Our subscribers really read what we write - and they write back.

When I wanted my students to think about how their essays were organized, I’d tell them the sequence of thoughts that unfolded in my mind as, sentence by sentence, I absorbed a page of a paper submitted. During one such conference, a student exclaimed, “Wow, you actually read my writing!”

He didn't mean he thought I used the stairway method of evaluating papers: scattering them down a flight of steps and giving A’s to the ones landing at the top. His belief had been that an English teacher’s job was to glance over student papers in order to mark specific surface features and deduct points for errors. He’d never expected his teachers to try to receive and understand his ideas.

I loved helping this student and others grow their powers of thinking on paper to the point where they felt like “real” writers with ideas, reaching out to other minds. Instead of drafting and revising to meet a teacher’s checklist of academic or technical demands, their job was to discover what they wanted to say about a topic and how to say it as tellingly as possible. At the same time, I was writing with the same goals and publishing my work – mostly articles about curriculum and instruction, plus a little poetry.

Writing for Crosscut is a different world, of course. I’m not addressing a narrow group of professional colleagues or muttering musically to myself. I have a diverse audience of people who really read writers. Their comments often draw on such high levels of reasoning and evidence they sharpen and advance a writer’s original argument, to the point where the comments become essential endnotes to a story.

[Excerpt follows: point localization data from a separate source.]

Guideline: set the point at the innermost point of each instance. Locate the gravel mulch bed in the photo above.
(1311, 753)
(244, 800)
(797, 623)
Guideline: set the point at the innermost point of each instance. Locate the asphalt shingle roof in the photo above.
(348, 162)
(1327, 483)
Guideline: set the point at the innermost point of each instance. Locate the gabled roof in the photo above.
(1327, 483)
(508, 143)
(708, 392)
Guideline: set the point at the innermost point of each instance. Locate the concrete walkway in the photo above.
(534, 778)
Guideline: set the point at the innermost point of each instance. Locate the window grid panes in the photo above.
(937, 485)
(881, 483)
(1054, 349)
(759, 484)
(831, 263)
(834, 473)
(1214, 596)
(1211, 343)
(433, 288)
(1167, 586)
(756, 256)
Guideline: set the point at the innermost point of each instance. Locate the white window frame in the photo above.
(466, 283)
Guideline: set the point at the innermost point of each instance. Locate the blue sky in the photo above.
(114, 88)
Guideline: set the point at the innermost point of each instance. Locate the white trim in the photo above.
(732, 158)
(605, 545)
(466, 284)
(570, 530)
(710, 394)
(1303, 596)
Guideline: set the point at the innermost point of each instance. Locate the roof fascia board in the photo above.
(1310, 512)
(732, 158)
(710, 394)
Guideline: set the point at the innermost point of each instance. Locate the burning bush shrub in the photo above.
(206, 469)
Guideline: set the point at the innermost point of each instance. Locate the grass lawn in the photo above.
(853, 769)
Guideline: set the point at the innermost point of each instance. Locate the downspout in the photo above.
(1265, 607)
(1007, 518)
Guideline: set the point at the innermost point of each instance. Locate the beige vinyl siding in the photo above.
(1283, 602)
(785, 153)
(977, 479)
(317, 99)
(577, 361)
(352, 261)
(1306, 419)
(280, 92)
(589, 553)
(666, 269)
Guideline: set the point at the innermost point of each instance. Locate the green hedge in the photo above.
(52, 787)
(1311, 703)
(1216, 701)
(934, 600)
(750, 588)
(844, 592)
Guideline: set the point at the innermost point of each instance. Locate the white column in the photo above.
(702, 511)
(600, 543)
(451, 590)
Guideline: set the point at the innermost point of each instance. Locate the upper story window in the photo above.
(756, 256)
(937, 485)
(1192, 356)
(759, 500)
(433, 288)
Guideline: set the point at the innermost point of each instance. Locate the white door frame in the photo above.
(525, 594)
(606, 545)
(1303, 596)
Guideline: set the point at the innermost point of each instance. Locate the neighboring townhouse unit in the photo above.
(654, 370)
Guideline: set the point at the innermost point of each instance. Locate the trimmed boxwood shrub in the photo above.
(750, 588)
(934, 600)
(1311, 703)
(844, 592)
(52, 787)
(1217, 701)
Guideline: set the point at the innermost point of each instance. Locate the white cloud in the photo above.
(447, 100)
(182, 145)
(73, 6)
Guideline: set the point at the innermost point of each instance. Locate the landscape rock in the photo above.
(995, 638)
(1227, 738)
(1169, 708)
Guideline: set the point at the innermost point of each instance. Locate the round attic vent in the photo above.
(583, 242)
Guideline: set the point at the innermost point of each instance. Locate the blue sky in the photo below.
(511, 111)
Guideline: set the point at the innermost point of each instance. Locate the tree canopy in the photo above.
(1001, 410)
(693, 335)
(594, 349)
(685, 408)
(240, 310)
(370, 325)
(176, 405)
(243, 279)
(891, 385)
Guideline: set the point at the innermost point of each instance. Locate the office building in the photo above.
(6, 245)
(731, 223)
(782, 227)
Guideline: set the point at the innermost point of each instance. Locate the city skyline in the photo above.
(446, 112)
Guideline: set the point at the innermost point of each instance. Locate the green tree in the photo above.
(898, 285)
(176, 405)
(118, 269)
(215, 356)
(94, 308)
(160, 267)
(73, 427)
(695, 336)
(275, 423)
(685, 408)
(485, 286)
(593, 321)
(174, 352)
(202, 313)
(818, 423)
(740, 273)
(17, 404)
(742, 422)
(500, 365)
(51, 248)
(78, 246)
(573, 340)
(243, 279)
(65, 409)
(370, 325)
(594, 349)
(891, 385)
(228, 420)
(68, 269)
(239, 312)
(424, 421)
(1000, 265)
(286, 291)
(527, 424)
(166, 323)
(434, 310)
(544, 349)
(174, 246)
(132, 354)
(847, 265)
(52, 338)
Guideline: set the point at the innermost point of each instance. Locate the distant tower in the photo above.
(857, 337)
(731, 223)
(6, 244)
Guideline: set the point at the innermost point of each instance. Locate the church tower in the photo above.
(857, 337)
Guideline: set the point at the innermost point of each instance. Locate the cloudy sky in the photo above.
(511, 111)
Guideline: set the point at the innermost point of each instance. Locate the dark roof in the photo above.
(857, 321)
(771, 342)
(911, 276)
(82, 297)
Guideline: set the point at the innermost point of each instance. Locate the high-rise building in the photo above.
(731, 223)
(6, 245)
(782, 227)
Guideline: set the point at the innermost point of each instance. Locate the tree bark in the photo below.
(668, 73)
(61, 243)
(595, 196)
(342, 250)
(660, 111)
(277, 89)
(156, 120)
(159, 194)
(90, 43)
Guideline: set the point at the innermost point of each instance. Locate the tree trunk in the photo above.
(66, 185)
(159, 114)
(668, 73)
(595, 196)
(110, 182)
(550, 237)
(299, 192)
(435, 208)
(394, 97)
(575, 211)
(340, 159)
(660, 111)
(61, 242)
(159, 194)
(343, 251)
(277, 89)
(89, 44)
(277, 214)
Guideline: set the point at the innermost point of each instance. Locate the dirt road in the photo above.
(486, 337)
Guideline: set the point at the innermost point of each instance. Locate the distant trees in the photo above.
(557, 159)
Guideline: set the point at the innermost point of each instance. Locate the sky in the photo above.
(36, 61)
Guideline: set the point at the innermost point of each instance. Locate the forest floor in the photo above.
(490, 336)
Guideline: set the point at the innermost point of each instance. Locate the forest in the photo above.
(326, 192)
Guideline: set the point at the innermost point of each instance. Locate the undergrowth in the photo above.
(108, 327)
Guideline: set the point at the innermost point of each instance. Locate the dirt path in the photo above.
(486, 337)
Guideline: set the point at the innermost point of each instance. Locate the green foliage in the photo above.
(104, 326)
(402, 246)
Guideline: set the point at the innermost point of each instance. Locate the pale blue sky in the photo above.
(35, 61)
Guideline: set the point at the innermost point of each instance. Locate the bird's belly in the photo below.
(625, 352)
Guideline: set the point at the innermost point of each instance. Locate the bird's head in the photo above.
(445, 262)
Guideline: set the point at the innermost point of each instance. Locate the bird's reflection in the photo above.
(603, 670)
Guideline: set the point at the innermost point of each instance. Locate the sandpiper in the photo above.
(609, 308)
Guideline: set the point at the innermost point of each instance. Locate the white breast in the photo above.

Exchanges between readers and writers play an essential part in any writer’s continuing growth – after the sting of appearing inadequate or wrong in a public space subsides, at any rate. With the help of our spirited readers, and with editors par excellence Joe Copeland and Berit Anderson keeping our stings to a minimum while bringing out the shine in our style, Crosscut writers, including our many journalists with years of experience, continue to grow.